How much litter is on the soil surface?

Standing vegetation (such as winter weeds) and crop residue (such as leaf litter) on the soil surface can interfere with the deposition and incorporation of PRE herbicides. To improve soil-herbicide contact, existing weeds should be controlled using POST herbicide treatments or some form of physical weed removal. Smaller weeds are easier to control than larger ones; younger plants have less surface area that requires treatment and are generally more succulent than older plants. Always follow herbicide label recommendations regarding rates, spray volumes, and adjuvant partners to maximize weed control efficacy. A blower can be employed to clear trash off berms prior to herbicide applications.

How old are the trees?

Tree age can affect what herbicides are available for use in a production system. While competition from weeds is most severe in newly planted orchards, not all PRE herbicides are appropriate for use around young trees. Growers should be aware of re-plants in mature orchards before making soil-applied treatments. Regardless of tree age, residual herbicides should only be applied to soil that is settled and free of cracks to minimize the potential for crop injury. Avoid using herbicide-treated soil to backfill planting holes.

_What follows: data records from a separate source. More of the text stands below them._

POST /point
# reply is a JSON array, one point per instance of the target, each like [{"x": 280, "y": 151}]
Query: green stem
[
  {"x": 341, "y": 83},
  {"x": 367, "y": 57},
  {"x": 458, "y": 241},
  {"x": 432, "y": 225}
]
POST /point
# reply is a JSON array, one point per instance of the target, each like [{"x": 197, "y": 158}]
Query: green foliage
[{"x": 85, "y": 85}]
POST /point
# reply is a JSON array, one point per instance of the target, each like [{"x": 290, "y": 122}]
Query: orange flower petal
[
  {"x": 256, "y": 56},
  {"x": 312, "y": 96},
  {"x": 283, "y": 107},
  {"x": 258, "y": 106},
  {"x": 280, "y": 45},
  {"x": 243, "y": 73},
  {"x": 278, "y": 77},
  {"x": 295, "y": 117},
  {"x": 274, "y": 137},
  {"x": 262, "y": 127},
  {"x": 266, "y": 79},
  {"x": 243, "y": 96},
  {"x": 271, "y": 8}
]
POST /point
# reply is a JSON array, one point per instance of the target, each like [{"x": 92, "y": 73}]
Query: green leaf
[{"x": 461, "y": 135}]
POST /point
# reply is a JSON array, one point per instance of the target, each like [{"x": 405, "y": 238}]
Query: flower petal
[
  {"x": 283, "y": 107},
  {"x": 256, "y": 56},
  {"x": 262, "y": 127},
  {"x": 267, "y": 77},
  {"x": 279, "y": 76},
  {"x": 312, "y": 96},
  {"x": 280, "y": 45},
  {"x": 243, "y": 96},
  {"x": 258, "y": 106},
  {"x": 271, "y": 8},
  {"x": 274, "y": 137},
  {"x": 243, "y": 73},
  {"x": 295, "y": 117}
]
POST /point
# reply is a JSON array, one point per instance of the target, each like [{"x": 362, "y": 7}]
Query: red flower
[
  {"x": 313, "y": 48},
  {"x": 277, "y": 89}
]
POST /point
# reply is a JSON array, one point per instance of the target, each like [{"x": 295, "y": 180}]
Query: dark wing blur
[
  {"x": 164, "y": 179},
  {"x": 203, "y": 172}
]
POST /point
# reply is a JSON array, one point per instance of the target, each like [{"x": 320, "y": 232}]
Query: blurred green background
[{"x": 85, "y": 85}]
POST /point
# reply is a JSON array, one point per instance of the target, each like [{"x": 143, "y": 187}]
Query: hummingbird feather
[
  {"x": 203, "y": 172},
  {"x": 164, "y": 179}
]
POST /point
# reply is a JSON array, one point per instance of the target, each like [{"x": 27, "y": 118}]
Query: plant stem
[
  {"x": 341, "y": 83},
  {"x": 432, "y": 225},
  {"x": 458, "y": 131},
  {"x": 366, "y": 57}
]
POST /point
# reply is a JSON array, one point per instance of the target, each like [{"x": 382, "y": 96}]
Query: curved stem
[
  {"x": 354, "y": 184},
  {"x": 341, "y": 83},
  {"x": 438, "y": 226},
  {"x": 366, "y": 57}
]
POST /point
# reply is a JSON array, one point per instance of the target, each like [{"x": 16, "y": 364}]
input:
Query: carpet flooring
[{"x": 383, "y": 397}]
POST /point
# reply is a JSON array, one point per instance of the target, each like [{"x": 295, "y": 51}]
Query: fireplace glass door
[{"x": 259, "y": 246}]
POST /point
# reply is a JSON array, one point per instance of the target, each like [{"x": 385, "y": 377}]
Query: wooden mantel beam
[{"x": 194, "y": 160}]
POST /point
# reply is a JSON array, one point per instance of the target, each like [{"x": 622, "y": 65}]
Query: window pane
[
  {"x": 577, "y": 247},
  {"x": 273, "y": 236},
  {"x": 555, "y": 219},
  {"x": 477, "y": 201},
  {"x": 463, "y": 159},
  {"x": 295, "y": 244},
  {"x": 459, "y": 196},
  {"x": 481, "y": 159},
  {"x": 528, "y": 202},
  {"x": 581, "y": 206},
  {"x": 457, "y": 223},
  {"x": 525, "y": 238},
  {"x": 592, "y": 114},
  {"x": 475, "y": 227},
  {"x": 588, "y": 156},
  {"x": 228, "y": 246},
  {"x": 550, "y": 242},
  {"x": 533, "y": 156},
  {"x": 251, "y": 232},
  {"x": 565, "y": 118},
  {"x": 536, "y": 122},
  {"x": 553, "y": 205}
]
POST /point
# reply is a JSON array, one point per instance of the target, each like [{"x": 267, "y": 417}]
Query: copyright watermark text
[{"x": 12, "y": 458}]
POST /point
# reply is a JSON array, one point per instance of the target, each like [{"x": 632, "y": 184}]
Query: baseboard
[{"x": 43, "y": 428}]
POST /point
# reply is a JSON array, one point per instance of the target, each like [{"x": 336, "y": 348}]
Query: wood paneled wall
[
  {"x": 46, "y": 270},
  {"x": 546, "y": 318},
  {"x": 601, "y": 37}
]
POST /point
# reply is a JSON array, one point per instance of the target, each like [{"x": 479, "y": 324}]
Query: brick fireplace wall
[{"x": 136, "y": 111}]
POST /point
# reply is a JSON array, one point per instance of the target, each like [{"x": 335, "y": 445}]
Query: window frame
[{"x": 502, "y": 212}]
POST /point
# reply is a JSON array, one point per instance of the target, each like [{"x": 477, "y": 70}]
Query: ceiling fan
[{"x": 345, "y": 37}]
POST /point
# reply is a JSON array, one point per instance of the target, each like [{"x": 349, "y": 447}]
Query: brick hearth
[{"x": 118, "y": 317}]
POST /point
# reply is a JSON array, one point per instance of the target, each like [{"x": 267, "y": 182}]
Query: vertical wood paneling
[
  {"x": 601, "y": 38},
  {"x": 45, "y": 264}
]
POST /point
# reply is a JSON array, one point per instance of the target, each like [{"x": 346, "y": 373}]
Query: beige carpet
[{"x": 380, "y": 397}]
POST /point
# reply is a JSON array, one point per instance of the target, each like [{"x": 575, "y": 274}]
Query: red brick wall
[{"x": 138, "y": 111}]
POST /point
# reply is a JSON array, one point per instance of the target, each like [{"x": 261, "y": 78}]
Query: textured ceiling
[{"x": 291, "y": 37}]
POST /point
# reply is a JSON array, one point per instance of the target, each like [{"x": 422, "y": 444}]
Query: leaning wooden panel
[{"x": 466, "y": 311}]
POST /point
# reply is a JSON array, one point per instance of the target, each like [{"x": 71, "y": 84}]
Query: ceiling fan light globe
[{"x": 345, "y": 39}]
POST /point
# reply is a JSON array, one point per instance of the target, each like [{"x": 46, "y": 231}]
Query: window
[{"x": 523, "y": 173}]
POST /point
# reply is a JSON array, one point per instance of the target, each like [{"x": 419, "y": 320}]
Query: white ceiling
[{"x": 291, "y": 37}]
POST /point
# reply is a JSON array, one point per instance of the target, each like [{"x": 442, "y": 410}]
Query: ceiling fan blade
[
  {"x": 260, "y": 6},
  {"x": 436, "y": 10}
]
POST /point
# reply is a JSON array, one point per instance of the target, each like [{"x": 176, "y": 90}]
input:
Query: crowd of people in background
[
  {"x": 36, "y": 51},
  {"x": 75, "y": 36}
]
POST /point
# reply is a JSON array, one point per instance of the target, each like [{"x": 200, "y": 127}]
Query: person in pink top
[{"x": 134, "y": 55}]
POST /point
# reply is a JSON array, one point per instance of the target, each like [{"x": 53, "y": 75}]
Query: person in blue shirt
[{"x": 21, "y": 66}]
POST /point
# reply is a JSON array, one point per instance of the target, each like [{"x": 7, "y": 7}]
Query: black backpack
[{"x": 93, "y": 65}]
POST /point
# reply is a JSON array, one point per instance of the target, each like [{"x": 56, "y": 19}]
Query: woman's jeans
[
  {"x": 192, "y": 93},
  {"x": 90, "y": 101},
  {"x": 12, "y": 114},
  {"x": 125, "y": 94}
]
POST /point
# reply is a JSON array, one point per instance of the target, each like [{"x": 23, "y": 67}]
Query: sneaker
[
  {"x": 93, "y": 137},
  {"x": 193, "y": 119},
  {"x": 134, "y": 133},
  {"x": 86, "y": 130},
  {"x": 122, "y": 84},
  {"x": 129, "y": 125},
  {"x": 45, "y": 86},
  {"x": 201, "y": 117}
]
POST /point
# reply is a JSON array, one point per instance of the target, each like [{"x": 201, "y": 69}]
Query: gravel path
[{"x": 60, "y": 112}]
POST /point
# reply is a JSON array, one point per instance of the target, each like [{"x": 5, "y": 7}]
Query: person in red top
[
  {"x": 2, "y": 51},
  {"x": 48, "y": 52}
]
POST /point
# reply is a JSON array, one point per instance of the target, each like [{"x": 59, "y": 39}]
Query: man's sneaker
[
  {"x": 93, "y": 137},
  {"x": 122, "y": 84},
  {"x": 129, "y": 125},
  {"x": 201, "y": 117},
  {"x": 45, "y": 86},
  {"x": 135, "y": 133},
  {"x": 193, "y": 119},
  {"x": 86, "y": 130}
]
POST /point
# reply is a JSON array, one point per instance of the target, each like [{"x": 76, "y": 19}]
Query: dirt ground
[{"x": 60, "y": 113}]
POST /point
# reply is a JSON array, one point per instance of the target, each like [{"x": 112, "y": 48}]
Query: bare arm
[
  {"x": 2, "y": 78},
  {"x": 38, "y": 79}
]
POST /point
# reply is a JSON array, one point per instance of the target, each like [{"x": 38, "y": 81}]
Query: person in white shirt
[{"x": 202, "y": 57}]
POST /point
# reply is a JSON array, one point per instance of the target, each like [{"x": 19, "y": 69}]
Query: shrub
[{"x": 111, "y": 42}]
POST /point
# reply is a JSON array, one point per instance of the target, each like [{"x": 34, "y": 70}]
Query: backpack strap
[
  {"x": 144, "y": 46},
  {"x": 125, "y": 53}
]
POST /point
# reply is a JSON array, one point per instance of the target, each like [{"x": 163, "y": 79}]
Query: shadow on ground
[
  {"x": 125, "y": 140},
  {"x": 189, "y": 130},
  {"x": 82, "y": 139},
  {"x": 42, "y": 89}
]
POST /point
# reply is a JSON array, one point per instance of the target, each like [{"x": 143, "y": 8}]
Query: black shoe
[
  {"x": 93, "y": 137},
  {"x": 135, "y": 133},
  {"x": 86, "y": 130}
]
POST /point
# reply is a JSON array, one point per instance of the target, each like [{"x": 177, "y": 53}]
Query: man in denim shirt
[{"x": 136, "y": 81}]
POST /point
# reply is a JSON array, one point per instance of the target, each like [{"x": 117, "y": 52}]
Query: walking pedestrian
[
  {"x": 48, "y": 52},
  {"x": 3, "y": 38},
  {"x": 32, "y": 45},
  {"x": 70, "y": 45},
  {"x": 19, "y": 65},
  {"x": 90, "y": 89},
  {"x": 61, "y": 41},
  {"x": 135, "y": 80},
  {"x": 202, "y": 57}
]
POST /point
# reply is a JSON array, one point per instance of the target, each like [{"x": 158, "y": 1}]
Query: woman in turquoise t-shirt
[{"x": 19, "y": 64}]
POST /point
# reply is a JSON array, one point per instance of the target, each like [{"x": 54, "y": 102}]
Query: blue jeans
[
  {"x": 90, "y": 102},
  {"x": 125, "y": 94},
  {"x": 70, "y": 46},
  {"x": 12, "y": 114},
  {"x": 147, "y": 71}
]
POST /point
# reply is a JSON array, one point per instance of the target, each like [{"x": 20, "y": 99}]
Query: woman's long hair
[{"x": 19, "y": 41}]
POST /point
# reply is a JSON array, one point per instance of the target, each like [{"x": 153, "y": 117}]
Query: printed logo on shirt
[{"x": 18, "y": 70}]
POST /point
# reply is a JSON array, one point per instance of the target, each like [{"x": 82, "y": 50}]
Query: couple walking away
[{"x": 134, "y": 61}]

Dormant-season, soil-applied herbicides can be an effective tool for managing weeds in tree fruit. However, orchard managers must be aware of the fact that multiple and interacting factors can affect their utility and efficacy. Always read the most recent versions of herbicide labels thoroughly prior to application to ensure that the right product is being applied at the right time for the control of the weeds that are present. When factoring in costs, remember that PRE herbicide programs may be economical if the number of in-season weed control activities can be reduced or if weeds with resistance to commonly-applied POST herbicides are present. With respect to herbicide resistance, the use of multiple weed management strategies, including soil-applied products, can help to prevent the development and spread of resistant biotypes. Diversifying herbicides is, however, only one component of a weed/herbicide resistance management program. When/if possible: cultivate, hand-weed, mulch, or inter-crop; prevent weeds from going to seed; and prevent weed seed from being dispersed on farm equipment. Evaluate weed populations both BEFORE and AFTER weed control strategies are employed; this will allow you to detect potentially resistant populations early and manage them most effectively.